I felt the same way when I first heard about it. Having tried it, I don't feel that way any more. I've installed 2007 for over 60 desktop users, users who ran 2003 before. The most frequently asked question I received (and EVERYONE asked it) was, "Where's the File menu? I can't print or save!". Since I had the same problem myself, I quickly learned to explain that stupid 'Office logo' was actually a button for the File menu. That problem is gone in the 2010 version, which returned the File menu. I received less than ten other questions. Most of my users (and I suspect most of all Office users) don't use most of the capabilities of the suite, so they didn't care about the things were in different places. You can personalize the 'Quick Access' toolbar in 2007 the same way you could build a custom toolbar in 2000 and 2003. In 2010 you can do that and also build a custom ribbon. The same keyboard shortcuts that have been there all along still work. If you're desperate, there are plug-ins for sale that will return the old style menu to 2007 and 2010. Or run 2003 if you wish; no one is going to force you to upgrade.

N4AOF
N4AOF

The notion that the ONLY thing wrong with the ribbon was that it was new and different is a crock. Most commands that were one or two clicks in the old interface became four or five clicks in "2007" -- and several commands disappeared entirely or were changed in ways that made them useless. And, Microsoft CHOSE not to provide a help function specifically for prior versions. Look at how long Word included specific help for WordPerfect users, but they refused to include help for 2003 users in Word 2007?!?

fire
fire

@CharlieSpencer 

Regarding your comment of, "...no one is going to force you to upgrade."
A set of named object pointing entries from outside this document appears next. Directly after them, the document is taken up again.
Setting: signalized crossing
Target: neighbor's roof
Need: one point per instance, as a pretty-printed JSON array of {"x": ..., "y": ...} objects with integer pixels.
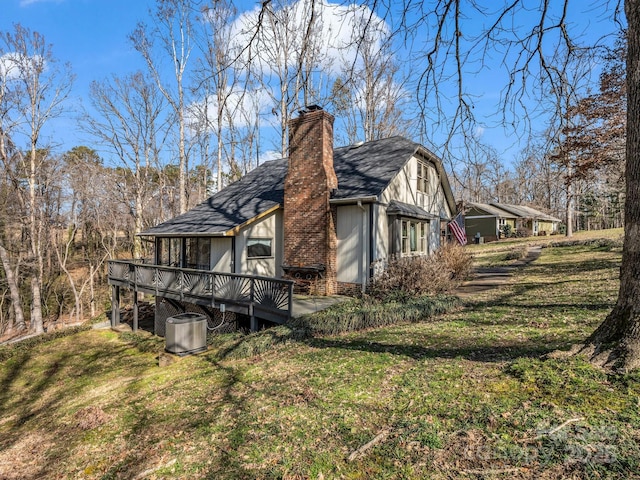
[
  {"x": 491, "y": 210},
  {"x": 363, "y": 171},
  {"x": 513, "y": 211},
  {"x": 526, "y": 212}
]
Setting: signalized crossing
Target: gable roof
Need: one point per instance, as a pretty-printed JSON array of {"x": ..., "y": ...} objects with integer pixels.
[
  {"x": 363, "y": 172},
  {"x": 505, "y": 210}
]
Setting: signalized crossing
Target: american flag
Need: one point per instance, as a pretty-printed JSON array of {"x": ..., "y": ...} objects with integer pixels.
[{"x": 457, "y": 228}]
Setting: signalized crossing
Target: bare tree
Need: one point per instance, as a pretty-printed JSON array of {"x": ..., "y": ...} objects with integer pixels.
[
  {"x": 34, "y": 88},
  {"x": 129, "y": 122},
  {"x": 171, "y": 37}
]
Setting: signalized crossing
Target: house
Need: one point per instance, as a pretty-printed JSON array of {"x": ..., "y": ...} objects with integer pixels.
[
  {"x": 324, "y": 217},
  {"x": 322, "y": 220},
  {"x": 487, "y": 221}
]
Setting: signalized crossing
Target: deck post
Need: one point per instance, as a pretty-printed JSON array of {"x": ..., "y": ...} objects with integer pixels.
[
  {"x": 254, "y": 320},
  {"x": 115, "y": 306},
  {"x": 290, "y": 306},
  {"x": 135, "y": 311}
]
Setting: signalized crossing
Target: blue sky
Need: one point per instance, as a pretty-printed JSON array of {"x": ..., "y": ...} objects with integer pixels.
[{"x": 92, "y": 36}]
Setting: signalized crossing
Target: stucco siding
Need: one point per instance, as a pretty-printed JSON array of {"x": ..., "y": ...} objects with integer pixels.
[
  {"x": 221, "y": 255},
  {"x": 353, "y": 243}
]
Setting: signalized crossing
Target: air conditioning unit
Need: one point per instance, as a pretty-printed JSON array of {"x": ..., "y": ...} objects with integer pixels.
[{"x": 186, "y": 333}]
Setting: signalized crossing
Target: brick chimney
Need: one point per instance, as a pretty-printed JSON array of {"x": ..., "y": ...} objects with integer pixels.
[{"x": 310, "y": 242}]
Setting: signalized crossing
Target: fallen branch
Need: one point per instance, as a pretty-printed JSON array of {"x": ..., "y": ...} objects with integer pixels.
[
  {"x": 360, "y": 451},
  {"x": 491, "y": 471},
  {"x": 149, "y": 471},
  {"x": 553, "y": 430}
]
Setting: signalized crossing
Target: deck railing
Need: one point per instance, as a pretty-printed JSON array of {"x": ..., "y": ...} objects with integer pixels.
[{"x": 265, "y": 297}]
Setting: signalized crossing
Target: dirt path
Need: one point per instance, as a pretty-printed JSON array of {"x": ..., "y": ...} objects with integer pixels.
[{"x": 487, "y": 278}]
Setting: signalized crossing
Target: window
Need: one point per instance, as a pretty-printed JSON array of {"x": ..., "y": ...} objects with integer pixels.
[
  {"x": 198, "y": 253},
  {"x": 169, "y": 252},
  {"x": 423, "y": 177},
  {"x": 258, "y": 247},
  {"x": 414, "y": 237}
]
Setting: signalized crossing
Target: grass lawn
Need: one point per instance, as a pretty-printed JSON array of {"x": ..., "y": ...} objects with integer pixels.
[{"x": 464, "y": 395}]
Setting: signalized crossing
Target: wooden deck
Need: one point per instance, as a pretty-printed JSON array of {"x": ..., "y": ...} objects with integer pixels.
[{"x": 255, "y": 296}]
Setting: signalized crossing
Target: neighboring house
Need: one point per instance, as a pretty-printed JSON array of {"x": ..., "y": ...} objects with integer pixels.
[
  {"x": 487, "y": 220},
  {"x": 324, "y": 217}
]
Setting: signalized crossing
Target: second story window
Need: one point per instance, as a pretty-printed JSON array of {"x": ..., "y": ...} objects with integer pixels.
[{"x": 423, "y": 177}]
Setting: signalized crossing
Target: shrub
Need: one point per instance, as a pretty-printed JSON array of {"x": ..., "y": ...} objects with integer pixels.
[
  {"x": 422, "y": 275},
  {"x": 368, "y": 312}
]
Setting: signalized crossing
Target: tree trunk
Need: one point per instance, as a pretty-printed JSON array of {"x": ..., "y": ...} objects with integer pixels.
[
  {"x": 619, "y": 334},
  {"x": 14, "y": 291}
]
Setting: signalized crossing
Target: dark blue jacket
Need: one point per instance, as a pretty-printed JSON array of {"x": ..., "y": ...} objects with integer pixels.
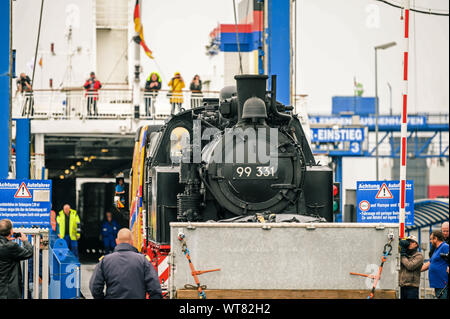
[
  {"x": 11, "y": 254},
  {"x": 110, "y": 229},
  {"x": 127, "y": 274}
]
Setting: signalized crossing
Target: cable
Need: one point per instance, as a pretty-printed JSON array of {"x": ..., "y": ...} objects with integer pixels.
[
  {"x": 237, "y": 36},
  {"x": 37, "y": 45},
  {"x": 117, "y": 63},
  {"x": 414, "y": 10}
]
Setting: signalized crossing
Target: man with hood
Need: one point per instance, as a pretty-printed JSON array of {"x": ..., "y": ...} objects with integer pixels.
[
  {"x": 152, "y": 86},
  {"x": 176, "y": 95},
  {"x": 411, "y": 261}
]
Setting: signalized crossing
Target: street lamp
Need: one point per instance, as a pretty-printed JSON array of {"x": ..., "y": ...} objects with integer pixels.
[{"x": 377, "y": 111}]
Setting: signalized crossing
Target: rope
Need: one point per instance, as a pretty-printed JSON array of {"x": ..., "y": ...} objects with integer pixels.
[
  {"x": 201, "y": 294},
  {"x": 386, "y": 251},
  {"x": 237, "y": 36},
  {"x": 37, "y": 45}
]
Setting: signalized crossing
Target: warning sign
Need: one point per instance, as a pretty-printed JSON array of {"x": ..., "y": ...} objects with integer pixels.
[
  {"x": 384, "y": 193},
  {"x": 364, "y": 205},
  {"x": 27, "y": 203},
  {"x": 22, "y": 192},
  {"x": 378, "y": 202}
]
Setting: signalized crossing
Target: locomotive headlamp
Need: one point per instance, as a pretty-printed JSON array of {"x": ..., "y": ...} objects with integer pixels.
[{"x": 254, "y": 108}]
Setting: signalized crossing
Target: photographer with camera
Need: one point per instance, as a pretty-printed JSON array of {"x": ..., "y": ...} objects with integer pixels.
[
  {"x": 11, "y": 253},
  {"x": 411, "y": 262},
  {"x": 438, "y": 266}
]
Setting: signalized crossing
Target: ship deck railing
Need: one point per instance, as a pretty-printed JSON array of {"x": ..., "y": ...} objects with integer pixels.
[{"x": 110, "y": 104}]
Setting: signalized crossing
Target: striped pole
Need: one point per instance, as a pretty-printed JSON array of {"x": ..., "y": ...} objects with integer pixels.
[{"x": 404, "y": 127}]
Actually yes, my husband's company has upgraded all of the computers to Office 2010 and the users, such as my husband, have no authority to add helpful add-ins or plug-ins to help with the sudden change. For older users or those who are not computer-savvy and who are too busy to take the time to learn the new versions, it would be nice to be able to customize the Ribbons into the old menus-which do have some advantages over the Ribbon--less clicks to use certain features, for one.